I've posted a lot in the past about how when I have been trying to lose weight how helpful I have found it to weigh food portions and log my daily food intake using software.

So when my recent attempt to drop the five pounds I packed on over the holidays seemed to be going nowhere, I decided it was time to take my advice and haul out the food scale and LifeForm food tracking software.

I've been logging my food intake for almost a week now, and, as usual, learning exactly what I've been eating is an eye-opener. Because I needed to clear the insulin out of my system (why is a long story I won't go into here) and because I can't handle more than a tiny amount of carbs without insulin, I've been eating the classic 1990s Atkins diet: meat, eggs, cheese, low carb vegetables and a daily large romaine salad filled with avocado, artichoke hearts, olives, green peppers and a small amount of tomato. I've been taking one 3 oz glass of wine at night which has helped greatly to lower my fasting blood sugar.

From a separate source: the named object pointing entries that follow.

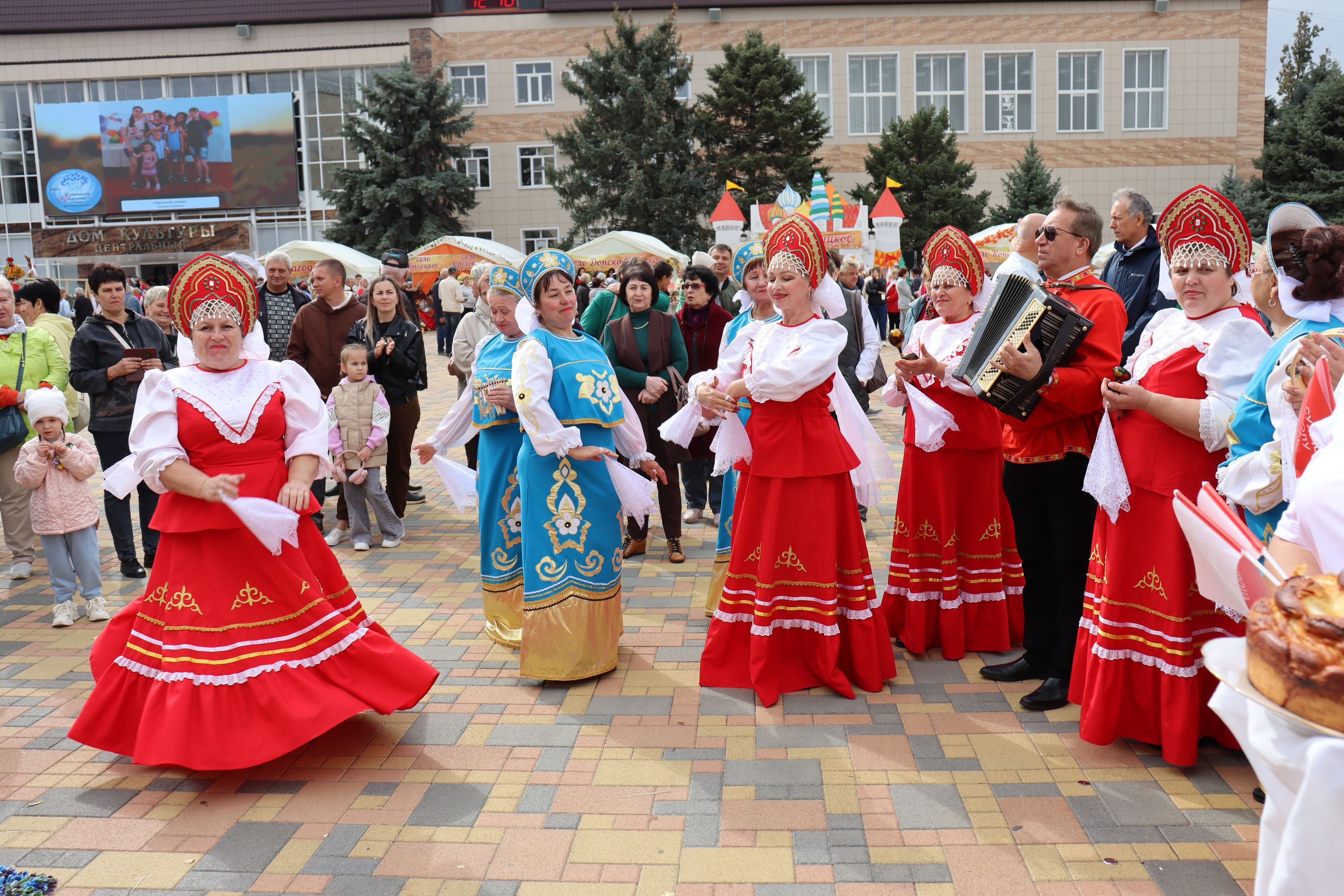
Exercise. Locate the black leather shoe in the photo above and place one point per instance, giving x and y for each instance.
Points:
(1018, 669)
(1053, 694)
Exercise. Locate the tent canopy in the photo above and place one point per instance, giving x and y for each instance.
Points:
(611, 249)
(460, 252)
(306, 253)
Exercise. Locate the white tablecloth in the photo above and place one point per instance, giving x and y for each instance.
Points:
(1303, 778)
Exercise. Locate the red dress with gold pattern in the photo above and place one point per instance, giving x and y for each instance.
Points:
(233, 656)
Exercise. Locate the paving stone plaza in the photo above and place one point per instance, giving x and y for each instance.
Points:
(638, 784)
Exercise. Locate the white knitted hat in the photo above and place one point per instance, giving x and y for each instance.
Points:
(46, 402)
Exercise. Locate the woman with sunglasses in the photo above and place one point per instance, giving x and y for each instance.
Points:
(1137, 669)
(1299, 287)
(956, 579)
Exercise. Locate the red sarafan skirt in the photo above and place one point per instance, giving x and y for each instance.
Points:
(955, 579)
(234, 657)
(799, 607)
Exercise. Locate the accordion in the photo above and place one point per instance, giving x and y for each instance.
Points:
(1019, 310)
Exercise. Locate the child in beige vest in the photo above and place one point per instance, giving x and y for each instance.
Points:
(359, 416)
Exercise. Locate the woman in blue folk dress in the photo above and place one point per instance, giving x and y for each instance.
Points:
(492, 414)
(749, 271)
(572, 412)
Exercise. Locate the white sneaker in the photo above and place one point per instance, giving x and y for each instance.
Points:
(65, 614)
(97, 610)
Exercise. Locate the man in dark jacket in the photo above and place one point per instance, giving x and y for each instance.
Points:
(100, 366)
(1135, 268)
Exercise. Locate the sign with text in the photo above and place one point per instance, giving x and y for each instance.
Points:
(140, 240)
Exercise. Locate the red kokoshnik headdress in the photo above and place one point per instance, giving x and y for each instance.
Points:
(211, 287)
(951, 252)
(1203, 225)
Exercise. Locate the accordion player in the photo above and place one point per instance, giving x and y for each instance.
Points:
(1019, 310)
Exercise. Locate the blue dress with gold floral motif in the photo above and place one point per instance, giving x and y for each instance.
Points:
(499, 507)
(570, 511)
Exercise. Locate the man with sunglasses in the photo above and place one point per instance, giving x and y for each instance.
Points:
(1047, 456)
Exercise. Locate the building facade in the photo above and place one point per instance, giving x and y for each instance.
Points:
(1113, 92)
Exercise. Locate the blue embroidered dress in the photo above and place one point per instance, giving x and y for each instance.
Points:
(568, 396)
(1253, 473)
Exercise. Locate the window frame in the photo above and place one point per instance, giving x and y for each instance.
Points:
(831, 84)
(986, 92)
(517, 76)
(850, 92)
(1101, 92)
(1167, 86)
(518, 152)
(484, 78)
(522, 238)
(964, 92)
(490, 162)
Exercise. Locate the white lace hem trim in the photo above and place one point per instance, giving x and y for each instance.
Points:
(228, 432)
(240, 677)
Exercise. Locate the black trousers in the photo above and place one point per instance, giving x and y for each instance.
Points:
(112, 448)
(1053, 519)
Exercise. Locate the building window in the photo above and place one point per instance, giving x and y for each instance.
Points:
(941, 81)
(816, 80)
(531, 164)
(478, 166)
(1080, 92)
(873, 93)
(534, 82)
(1146, 89)
(1008, 92)
(541, 238)
(470, 84)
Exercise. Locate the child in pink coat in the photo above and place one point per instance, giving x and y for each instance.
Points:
(57, 466)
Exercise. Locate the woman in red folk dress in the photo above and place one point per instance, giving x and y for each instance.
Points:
(955, 581)
(1137, 667)
(799, 607)
(233, 656)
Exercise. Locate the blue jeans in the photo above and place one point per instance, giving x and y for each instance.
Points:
(699, 485)
(70, 555)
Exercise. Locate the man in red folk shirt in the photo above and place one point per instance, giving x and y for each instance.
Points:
(1047, 456)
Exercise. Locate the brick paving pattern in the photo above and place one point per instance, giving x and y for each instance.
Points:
(639, 784)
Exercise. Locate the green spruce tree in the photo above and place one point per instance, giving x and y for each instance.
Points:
(410, 131)
(921, 152)
(1029, 187)
(758, 127)
(632, 156)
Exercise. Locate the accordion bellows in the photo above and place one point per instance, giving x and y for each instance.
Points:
(1019, 310)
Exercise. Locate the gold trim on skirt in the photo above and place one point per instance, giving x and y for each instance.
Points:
(717, 579)
(573, 638)
(503, 605)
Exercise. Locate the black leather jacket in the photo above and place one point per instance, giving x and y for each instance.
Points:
(398, 373)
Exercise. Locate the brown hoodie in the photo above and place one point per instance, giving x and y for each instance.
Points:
(318, 335)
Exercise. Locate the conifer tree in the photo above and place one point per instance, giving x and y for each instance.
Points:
(409, 129)
(921, 152)
(1029, 187)
(758, 127)
(632, 156)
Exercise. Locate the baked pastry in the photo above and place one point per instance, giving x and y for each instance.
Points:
(1295, 648)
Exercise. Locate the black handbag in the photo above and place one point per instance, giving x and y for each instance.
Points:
(14, 429)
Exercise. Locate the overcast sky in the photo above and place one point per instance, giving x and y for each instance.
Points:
(1283, 22)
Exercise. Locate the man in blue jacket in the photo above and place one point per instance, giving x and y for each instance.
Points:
(1135, 268)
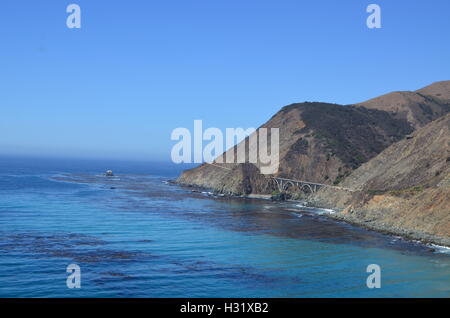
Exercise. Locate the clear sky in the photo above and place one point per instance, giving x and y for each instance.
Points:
(117, 87)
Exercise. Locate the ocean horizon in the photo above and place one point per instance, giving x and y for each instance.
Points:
(137, 235)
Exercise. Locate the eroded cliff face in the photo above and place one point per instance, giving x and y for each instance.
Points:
(404, 190)
(318, 142)
(417, 107)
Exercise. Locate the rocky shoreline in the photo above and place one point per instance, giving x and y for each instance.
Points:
(339, 215)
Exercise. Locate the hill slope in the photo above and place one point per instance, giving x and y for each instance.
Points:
(319, 142)
(404, 190)
(418, 107)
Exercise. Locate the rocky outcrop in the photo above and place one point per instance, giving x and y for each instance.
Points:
(319, 142)
(400, 178)
(419, 107)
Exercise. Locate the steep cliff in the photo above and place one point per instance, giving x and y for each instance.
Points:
(324, 143)
(319, 142)
(418, 107)
(404, 190)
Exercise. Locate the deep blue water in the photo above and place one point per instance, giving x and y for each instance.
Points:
(135, 236)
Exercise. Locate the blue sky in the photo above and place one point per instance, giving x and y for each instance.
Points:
(136, 70)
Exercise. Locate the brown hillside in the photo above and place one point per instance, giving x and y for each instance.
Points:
(419, 107)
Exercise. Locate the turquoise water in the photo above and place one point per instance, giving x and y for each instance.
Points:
(136, 236)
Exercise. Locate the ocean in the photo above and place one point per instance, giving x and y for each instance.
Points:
(136, 235)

As expected I have found that my daily carb intake has hovered below 23 grams, which is reflected in the very good blood sugars I've been getting. However, I've been surprised by how many more calories it turns out I've been eating. Far more than what I thought I'd been eating.

Though by now I should know my portion sizes, I've been eating a lot more calories than I thought. Since I'm only 5' 3" and sedentary thanks to a really bad back, my body needs only about 1,600 calories a day to maintain. To lose weight, I have to eat less than that, and logging showed me that while I was eating less, it was only around 100 to 200 calories less--which means it would take from 18 days to more than a month to lose one pound. No wonder I wasn't seeing any dramatic weight loss.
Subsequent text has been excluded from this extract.